The Glaxo Smith Kline administrative building in Quebec City, Canada — designed by coarchitecture, a local firm, and completed in 2011 — is a building with a mission to promote sustainable design in the workplace. Combining passive solar green building principles with systems and practices that enhance and enrich the surrounding landscape, it illustrates a number of ways in which our workplaces can become greener, more healthful, and maybe even beautiful.
The building (which comes to us via Designboom) was constructed around the principles of bioclimatic design, which relies heavily on passive heating and cooling strategies appropriate to the climate while paying special attention the comfort of the building’s inhabitants and the health of the surrounding landscape. Toward that end, the building relies on a combination of its site orientation and a strategic use of different types of glazing on each of its four facades to achieve a carbon neutral profile.
The building protects against solar heat gain during the summer via a system of sunshades on its south-facing side integrated into a fully-glazed, double-skinned envelope. As an added precaution, the administrative building’s main work areas were placed on the north side to shield them from glare and fluctuations in solar radiation, and to provide an unobstructed view of the surrounding landscape. (Full transparency on the south side also permits the exposure of the building’s wooden skeleton, whose frames were refined to express the warm, organic character the company was looking for.)
One of the principles of bioclamatic design is the primary reliance on the sun for heating the building during the winter and for daylighting year round. To help achieve this, those sunshades are opened up during the winter months, allowing light and heat to enter the building; the building envelope on the north side was also designed to conserve energy during this time of year, as were the translucent metal panels that clad the east and west sides of the building.
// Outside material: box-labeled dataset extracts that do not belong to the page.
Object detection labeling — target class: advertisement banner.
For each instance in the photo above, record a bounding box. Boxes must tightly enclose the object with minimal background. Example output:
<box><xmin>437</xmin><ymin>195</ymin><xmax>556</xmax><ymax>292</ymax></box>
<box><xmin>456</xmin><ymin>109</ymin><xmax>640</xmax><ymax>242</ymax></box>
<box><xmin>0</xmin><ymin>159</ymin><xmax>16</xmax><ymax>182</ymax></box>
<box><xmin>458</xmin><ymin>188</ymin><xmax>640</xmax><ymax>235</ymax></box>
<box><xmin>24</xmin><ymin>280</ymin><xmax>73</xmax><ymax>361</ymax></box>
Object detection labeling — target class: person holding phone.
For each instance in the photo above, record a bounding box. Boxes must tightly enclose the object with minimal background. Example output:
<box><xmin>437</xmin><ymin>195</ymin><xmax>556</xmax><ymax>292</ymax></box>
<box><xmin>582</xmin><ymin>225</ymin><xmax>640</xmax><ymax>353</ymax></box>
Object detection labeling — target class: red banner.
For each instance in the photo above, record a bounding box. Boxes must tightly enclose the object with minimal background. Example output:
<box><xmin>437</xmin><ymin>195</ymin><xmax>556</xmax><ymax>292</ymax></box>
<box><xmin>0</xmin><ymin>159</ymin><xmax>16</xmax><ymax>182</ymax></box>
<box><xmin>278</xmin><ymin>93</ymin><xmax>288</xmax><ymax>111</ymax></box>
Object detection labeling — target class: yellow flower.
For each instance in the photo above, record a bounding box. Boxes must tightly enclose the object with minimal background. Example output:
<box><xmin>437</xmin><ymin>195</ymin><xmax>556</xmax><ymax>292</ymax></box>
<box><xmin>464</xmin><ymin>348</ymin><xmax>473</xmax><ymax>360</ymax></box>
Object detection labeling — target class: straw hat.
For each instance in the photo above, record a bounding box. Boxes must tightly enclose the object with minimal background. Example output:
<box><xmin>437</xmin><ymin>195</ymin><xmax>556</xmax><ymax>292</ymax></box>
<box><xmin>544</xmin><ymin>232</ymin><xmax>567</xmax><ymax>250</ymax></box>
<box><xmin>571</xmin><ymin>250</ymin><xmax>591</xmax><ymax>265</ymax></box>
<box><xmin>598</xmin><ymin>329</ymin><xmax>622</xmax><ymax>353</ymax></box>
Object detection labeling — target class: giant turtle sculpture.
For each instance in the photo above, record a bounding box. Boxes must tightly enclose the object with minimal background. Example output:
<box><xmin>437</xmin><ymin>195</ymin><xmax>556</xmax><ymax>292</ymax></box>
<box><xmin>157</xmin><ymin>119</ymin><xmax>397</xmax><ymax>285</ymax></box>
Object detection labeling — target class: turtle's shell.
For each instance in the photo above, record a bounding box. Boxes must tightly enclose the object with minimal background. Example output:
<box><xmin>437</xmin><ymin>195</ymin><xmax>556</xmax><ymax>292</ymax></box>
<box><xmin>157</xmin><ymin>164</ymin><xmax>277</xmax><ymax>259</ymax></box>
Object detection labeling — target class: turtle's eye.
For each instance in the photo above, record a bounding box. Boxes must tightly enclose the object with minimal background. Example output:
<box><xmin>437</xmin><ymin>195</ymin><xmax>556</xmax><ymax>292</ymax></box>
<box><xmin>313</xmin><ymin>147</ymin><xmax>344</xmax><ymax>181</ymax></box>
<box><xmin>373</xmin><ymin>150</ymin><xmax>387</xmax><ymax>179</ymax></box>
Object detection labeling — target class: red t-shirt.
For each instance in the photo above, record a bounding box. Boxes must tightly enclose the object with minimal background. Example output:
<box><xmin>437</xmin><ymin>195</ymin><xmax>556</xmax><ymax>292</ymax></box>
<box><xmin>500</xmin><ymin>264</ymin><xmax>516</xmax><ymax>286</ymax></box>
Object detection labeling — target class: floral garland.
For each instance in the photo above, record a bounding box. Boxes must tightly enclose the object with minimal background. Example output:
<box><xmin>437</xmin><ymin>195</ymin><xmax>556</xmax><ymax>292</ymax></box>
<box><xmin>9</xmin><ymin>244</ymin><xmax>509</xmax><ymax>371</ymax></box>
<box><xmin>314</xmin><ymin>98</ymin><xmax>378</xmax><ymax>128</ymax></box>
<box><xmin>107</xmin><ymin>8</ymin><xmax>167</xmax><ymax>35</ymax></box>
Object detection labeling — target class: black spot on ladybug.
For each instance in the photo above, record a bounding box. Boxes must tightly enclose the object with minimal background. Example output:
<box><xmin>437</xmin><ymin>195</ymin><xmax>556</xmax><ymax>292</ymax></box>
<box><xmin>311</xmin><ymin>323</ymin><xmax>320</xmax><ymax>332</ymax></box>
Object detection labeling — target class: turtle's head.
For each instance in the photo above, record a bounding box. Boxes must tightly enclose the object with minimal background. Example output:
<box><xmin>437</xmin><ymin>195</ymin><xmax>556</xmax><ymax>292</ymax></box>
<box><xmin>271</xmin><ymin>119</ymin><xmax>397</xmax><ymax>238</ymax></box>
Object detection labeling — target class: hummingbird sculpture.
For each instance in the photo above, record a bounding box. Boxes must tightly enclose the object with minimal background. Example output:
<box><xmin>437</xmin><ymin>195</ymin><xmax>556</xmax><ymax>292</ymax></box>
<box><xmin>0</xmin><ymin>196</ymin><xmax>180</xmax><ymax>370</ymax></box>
What heat the building requires beyond that supplied by the sun comes via an efficient radiant heating system (which also, conveniently, helps to soundproof the wooden decking on the lower level, ensuring a quieter work environment). Chilled beams and acoustic panels that diffuse sunlight light come together in a custom system that allows the richness of the structural wood to be seen without compromising the quality of the acoustics in the building.
The building’s south side features interactive spaces and lounges where occupants are encouraged to take their breaks and socialize and relax. Care was taken here to ensure that temperatures in these spaces can be adjusted via natural ventilation and daylighting. By spending time away from their desks in an area flooded with sunlight, staff members have access to a form of on-site light therapy.
The site on which the building is located, formerly lacking in soil quality and largely devoid of vegetation, was restored using native, drought-tolerant plants. The company even went so far as to replenish the local groundwater table to help ensure the health of those plants and the landscape in general for the long term.